Code Points

A commonly touted disadvantage of UTF-8 is that string indexing is O(n). Because code points take up a variable number of bytes, you won’t know where the 5th codepoint is until you scan the string and look for it. UTF-32 doesn’t have this problem; it’s always 4 * index bytes away.

The problem here is that indexing by code point shouldn’t be an operation you ever need!

[..]

Unicode itself gives the term “character” multiple incompatible meanings, and as far as I know doesn’t use the term in any normative text.

– Let’s Stop Ascribing Meaning to Code Points

Sorting

in the majority of Latin languages, ø sorts as an accented variant of o, meaning that most users would expect ø alongside o. However, a few languages, such as Norwegian and Danish, sort ø as a unique element after z. Sorting “Søren” after “Sylt” in a long list, as would be expected in Norwegian or Danish, will cause problems if the user expects ø as a variant of o.

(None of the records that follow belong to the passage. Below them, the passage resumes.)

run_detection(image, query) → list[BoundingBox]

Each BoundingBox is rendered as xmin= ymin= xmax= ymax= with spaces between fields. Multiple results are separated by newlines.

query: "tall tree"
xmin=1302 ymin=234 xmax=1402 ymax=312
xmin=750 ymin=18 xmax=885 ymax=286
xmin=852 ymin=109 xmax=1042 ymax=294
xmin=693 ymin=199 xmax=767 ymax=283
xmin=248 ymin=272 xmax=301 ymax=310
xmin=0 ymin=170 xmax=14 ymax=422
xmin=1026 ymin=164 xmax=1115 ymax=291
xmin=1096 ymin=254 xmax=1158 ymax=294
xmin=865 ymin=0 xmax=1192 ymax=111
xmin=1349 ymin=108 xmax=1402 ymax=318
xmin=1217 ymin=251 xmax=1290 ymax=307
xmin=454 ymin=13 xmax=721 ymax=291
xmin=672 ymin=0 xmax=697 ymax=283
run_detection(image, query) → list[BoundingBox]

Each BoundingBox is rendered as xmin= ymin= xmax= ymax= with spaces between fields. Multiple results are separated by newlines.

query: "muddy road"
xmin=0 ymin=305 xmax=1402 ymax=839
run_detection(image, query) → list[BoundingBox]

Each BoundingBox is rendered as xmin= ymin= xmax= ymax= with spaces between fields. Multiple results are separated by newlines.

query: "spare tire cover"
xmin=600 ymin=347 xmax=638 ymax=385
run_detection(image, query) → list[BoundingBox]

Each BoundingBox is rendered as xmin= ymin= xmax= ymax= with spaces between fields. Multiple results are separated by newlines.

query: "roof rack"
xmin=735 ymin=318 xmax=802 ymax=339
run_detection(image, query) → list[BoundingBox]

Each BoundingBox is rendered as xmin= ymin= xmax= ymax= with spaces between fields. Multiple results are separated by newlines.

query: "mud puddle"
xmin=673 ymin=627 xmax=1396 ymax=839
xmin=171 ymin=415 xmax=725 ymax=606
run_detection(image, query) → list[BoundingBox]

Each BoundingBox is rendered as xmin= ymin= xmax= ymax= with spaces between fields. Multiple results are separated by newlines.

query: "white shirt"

Alphabetical order explained in a mere 27,817 words. previously

Different locales also return different versions of the same symbol. The US locale (en_US) returns a full-width ¥ symbol, where as the Japan locale (ja_JP) returns a regular ¥ symbol. Similarly, the French locale (fr_FR) will return a non-breaking space between the digits and the symbol, where as the French Canadian locale (fr_CA) which formats numbers the same way (“15,00 $NZ”, like above) uses a regular space.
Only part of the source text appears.